Mrs Gumosoz said: ‘I couldn’t breathe, I felt like my heart had been stabbed over and over again.
‘I just sobbed, all I wanted to do was leave the room and go and cuddle my baby.’
Liya began chemotherapy, but it is not enough to beat the leukaemia.
Due to the aggressiveness of the cancer, her only chance of survival is to find a blood stem cell donor.
Only two per cent of the UK population are on the blood stem cell donor register, and the number of people signing up as potential donors has drastically fallen in the wake of the coronavirus pandemic.
Currently, there is nobody on the register who is a close enough genetic match to Liya.
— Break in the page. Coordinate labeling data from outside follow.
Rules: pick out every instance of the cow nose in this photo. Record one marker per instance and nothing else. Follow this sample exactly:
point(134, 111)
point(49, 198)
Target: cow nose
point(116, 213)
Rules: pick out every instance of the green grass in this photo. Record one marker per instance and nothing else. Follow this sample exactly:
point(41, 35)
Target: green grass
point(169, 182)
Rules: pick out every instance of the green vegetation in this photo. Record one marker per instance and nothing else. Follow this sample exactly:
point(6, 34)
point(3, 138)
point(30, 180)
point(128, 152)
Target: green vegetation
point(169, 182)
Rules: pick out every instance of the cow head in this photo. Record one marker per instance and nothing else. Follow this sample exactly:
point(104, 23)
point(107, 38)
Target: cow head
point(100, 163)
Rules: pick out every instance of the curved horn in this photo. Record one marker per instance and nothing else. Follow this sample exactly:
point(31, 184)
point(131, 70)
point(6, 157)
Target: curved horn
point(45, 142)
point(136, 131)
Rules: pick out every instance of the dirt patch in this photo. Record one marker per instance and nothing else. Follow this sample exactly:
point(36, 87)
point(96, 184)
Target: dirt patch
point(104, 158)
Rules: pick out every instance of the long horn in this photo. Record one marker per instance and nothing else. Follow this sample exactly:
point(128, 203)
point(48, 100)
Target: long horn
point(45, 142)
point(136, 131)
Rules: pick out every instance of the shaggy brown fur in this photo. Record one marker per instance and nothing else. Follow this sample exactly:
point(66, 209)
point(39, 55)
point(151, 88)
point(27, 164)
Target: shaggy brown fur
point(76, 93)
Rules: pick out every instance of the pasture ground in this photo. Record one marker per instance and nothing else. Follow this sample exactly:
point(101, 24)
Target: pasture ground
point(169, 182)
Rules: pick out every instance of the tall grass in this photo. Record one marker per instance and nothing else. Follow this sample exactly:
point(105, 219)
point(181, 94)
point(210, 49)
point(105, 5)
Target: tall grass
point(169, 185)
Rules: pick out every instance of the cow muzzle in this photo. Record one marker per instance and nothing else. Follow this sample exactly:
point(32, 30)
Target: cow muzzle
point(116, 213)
Mrs Gumosoz said: ‘I know that it’s a tough time that we’re going through with all this lockdown, but all these kids they need blood transfusions and they need just basic help really.
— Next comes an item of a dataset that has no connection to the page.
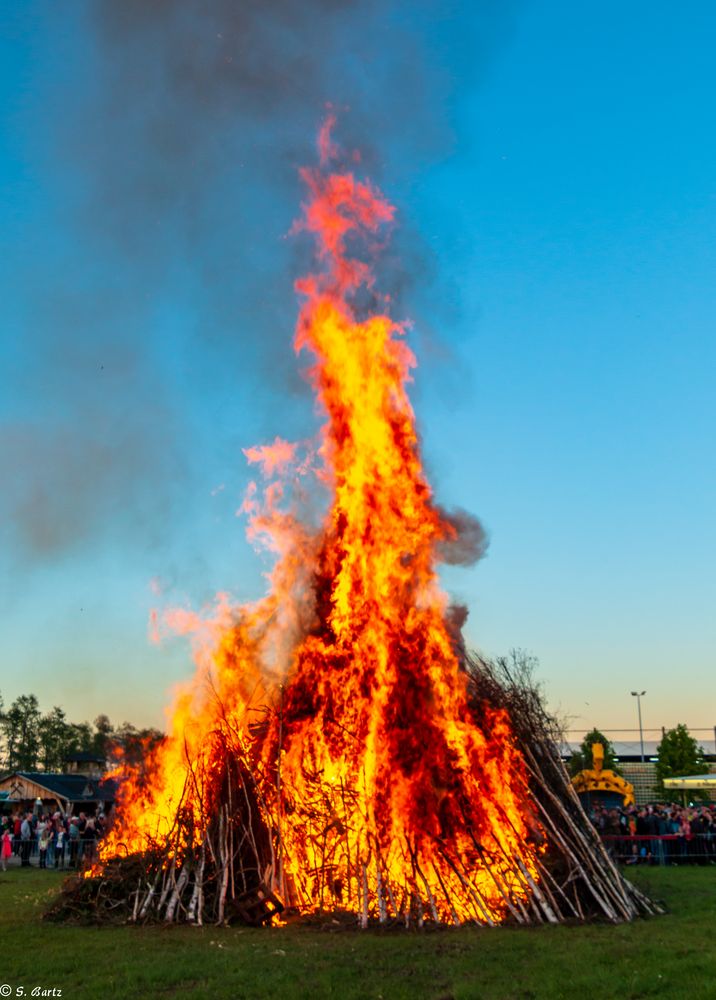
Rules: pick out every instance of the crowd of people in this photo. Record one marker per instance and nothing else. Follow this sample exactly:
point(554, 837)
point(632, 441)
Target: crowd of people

‘People should donate, it’s only their blood, their stem cells, it’s a very basic procedure.
‘It only takes a couple of hours to do it and you can save one person’s life.
‘It could save her, there’s no way she will survive.’
If you are aged between 17 and 55 and in general good health, you can request a home swab kit to become a potential blood stem cell donor here.
WHAT IS ACUTE MYELOID LEUKAEMIA?
Acute myeloid leukaemia (AML) is a type of blood cancer that starts in young white blood cells in the bone marrow.
AML affects around one in 200 men and one in 255 women in the UK at some point in their lives.
Approximately 19,500 new cases occur every year in the US.
It is most often diagnosed in older people.
Symptoms can include:
- Frequent infections
- Bruising or bleeding easily, including nosebleeds or heavy periods
- Weight loss
- Bone and joint pain
- Swollen abdomen
- Pale skin
AML’s exact cause is unclear, however, risks include:
- Being overweight
- Radiation exposure
- Previous chemotherapy
- Certain blood disorders, such as myelodysplastic syndrome
- Some immune conditions, like rheumatoid arthritis
AML is usually treated via chemotherapy. A bone marrow or stem cell transplant may be required.